Bobbie O’Steen is a New York-based writer who has been immersed in the world of film editing all her life.

She first developed a love for movies watching her father, film editor Richard C. Meyer (Butch Cassidy and the Sundance Kid).  After earning a degree in anthropology at Stanford University, she went on to work as a story editor and film editor (Straight Time, Tess). Following an Emmy® nomination in editing for the television movie Best Little Girl in the World, she began to write about the invisible art.

Bobbie first wrote about film with her late husband and colleague, Sam O’Steen, the legendary Oscar-nominated film editor in Cut To The Chase: 45 Years of Editing America’s Favorite Movies (2002), filled with candid stories from the cutting room and behind the scenes on some of the most influential movies in motion picture history.  Sam O’Steen was one of Hollywood’s most distinguished film editors who worked with directors Mike Nichols, Roman Polanski and many others during what is now referred to as the “Golden Age.”

In her latest book published in 2009, The Invisible Cut:  How Editors Make Movie Magic, Bobbie uses frame grabs of actual cuts from classic movie scenes (Body Heat, Twelve Angry Men, Rear Window and The French Connection) to get deep inside the mind of the film editor and explain how the mysterious art is actually done.

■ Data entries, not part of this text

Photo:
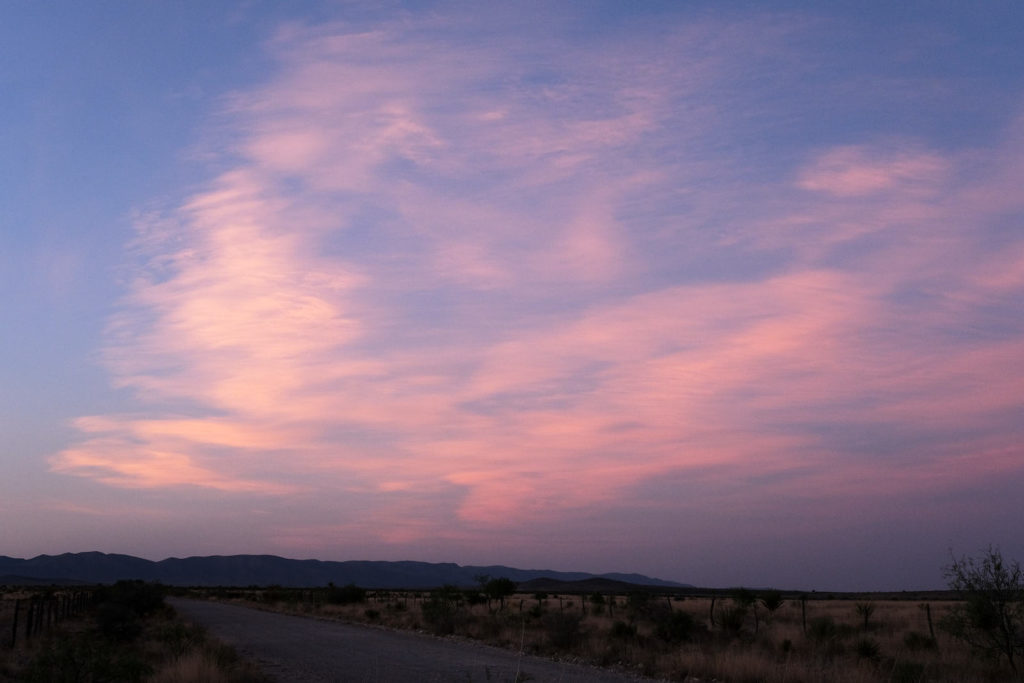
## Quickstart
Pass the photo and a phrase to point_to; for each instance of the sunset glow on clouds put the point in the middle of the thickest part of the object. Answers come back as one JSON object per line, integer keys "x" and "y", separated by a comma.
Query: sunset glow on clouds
{"x": 444, "y": 281}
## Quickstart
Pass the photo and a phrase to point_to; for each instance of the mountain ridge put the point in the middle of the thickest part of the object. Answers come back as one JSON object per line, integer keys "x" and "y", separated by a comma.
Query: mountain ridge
{"x": 97, "y": 567}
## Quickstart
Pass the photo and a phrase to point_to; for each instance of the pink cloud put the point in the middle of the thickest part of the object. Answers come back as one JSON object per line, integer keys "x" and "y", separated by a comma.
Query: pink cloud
{"x": 856, "y": 171}
{"x": 409, "y": 291}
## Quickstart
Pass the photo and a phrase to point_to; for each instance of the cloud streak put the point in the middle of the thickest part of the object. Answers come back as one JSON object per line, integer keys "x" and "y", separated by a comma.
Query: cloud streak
{"x": 445, "y": 273}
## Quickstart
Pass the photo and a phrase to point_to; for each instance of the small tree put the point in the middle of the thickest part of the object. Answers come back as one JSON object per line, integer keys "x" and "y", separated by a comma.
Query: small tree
{"x": 990, "y": 619}
{"x": 771, "y": 600}
{"x": 864, "y": 610}
{"x": 499, "y": 589}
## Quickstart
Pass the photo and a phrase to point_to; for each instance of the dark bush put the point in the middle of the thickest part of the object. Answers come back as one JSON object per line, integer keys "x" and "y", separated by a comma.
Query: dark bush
{"x": 442, "y": 609}
{"x": 678, "y": 627}
{"x": 562, "y": 630}
{"x": 623, "y": 631}
{"x": 918, "y": 641}
{"x": 345, "y": 595}
{"x": 121, "y": 607}
{"x": 867, "y": 649}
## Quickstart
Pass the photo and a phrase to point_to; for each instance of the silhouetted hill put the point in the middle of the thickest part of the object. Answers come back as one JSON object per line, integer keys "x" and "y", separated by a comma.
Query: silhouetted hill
{"x": 273, "y": 570}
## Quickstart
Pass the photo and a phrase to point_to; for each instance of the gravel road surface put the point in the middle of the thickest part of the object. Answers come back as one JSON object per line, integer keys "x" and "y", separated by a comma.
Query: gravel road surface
{"x": 299, "y": 648}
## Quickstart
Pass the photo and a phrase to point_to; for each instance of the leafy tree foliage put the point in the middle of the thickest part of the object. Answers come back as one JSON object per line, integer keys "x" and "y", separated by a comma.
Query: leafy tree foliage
{"x": 990, "y": 619}
{"x": 499, "y": 589}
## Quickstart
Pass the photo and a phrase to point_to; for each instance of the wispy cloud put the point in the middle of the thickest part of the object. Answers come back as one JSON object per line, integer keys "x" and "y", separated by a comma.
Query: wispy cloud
{"x": 436, "y": 271}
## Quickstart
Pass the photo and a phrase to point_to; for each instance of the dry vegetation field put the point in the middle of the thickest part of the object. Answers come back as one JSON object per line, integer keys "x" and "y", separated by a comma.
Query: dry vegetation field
{"x": 673, "y": 637}
{"x": 113, "y": 635}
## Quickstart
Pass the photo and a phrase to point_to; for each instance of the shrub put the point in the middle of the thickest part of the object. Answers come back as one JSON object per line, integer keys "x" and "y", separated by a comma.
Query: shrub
{"x": 562, "y": 630}
{"x": 732, "y": 619}
{"x": 442, "y": 610}
{"x": 623, "y": 631}
{"x": 121, "y": 607}
{"x": 867, "y": 649}
{"x": 918, "y": 641}
{"x": 991, "y": 616}
{"x": 677, "y": 627}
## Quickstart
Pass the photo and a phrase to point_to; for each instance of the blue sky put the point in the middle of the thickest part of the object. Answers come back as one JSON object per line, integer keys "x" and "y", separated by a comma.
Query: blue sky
{"x": 717, "y": 292}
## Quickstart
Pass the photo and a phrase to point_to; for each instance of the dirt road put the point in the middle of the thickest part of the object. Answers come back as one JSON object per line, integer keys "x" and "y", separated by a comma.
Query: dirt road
{"x": 302, "y": 649}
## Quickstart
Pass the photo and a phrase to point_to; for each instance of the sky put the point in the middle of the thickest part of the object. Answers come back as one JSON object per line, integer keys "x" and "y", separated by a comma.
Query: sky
{"x": 725, "y": 293}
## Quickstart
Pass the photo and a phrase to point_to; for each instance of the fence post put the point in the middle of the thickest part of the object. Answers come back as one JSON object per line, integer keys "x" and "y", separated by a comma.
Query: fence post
{"x": 13, "y": 628}
{"x": 30, "y": 617}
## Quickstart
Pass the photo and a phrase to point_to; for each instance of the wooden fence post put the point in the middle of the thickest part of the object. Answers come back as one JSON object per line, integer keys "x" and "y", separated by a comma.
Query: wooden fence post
{"x": 13, "y": 628}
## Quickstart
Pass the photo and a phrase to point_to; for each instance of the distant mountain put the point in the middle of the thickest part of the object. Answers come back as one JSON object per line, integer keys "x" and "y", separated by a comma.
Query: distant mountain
{"x": 272, "y": 570}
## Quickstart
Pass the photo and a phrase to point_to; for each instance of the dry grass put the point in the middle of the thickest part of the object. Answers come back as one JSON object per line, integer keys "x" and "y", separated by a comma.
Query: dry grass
{"x": 166, "y": 650}
{"x": 896, "y": 646}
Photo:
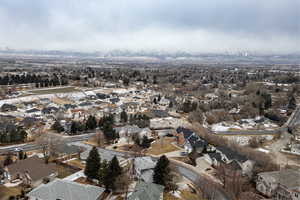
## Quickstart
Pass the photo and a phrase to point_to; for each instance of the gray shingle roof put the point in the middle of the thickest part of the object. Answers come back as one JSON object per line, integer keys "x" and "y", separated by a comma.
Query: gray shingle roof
{"x": 146, "y": 191}
{"x": 66, "y": 190}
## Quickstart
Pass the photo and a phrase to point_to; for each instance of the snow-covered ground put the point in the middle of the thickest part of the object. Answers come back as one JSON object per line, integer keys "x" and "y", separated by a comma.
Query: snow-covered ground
{"x": 244, "y": 124}
{"x": 244, "y": 140}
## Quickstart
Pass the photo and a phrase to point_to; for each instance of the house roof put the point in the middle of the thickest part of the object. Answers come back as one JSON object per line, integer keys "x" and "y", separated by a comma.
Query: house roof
{"x": 143, "y": 163}
{"x": 36, "y": 168}
{"x": 232, "y": 155}
{"x": 146, "y": 191}
{"x": 288, "y": 178}
{"x": 66, "y": 190}
{"x": 67, "y": 149}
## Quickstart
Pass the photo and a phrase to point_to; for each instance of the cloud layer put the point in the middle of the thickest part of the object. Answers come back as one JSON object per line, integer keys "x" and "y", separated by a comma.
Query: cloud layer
{"x": 269, "y": 26}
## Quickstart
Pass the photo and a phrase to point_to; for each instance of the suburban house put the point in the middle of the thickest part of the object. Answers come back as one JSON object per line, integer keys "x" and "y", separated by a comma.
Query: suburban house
{"x": 66, "y": 151}
{"x": 66, "y": 190}
{"x": 133, "y": 130}
{"x": 234, "y": 160}
{"x": 32, "y": 170}
{"x": 281, "y": 185}
{"x": 8, "y": 107}
{"x": 190, "y": 140}
{"x": 144, "y": 167}
{"x": 104, "y": 155}
{"x": 147, "y": 191}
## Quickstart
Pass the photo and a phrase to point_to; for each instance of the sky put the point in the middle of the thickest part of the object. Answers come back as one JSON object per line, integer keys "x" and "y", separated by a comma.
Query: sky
{"x": 194, "y": 26}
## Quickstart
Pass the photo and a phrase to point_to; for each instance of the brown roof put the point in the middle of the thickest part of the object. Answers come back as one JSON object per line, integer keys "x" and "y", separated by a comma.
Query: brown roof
{"x": 36, "y": 168}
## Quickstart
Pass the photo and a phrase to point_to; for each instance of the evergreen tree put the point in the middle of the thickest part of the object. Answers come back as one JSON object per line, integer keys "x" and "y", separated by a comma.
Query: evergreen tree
{"x": 171, "y": 104}
{"x": 113, "y": 172}
{"x": 145, "y": 142}
{"x": 8, "y": 160}
{"x": 91, "y": 123}
{"x": 103, "y": 171}
{"x": 21, "y": 155}
{"x": 292, "y": 103}
{"x": 162, "y": 173}
{"x": 57, "y": 127}
{"x": 92, "y": 164}
{"x": 124, "y": 116}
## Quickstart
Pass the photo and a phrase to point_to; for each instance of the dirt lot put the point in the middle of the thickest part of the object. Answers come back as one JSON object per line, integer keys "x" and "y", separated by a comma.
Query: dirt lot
{"x": 162, "y": 146}
{"x": 6, "y": 192}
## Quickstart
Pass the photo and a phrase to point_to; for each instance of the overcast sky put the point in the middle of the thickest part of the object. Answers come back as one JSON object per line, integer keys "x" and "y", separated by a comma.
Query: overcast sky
{"x": 267, "y": 26}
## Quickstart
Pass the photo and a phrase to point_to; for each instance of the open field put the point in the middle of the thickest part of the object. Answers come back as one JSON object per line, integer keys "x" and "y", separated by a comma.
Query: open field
{"x": 6, "y": 192}
{"x": 64, "y": 171}
{"x": 76, "y": 163}
{"x": 53, "y": 90}
{"x": 161, "y": 147}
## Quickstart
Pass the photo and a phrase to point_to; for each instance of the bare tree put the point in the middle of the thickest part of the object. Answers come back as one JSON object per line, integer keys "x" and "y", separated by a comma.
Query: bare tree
{"x": 48, "y": 144}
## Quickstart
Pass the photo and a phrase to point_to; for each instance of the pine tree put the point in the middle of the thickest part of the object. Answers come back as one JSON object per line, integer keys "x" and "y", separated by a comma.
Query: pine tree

In addition to moderating EditFest panels on both coasts, O’Steen is a regular contributor to film periodicals and frequent guest on radio and podcasts about the  art of editing. In 2010, she created a new series of public events that elucidates the editor’s work to film going audiences at venues like 92YTribeca and UCLA’s Billy Wilder Theater where she conducts in-depth discussion with esteemed film editors and screens award-winning movies.

“Editing is not only an under-appreciated art, it is in great need of explanation,” says Bobbie O’Steen, who passionately believes in elevating the role and contributions of the editor to the greatest extent possible. She continues to teach, write and speak about editing, forever on a mission to create a deeper understanding of the invisible art for filmmakers, peers and the audience.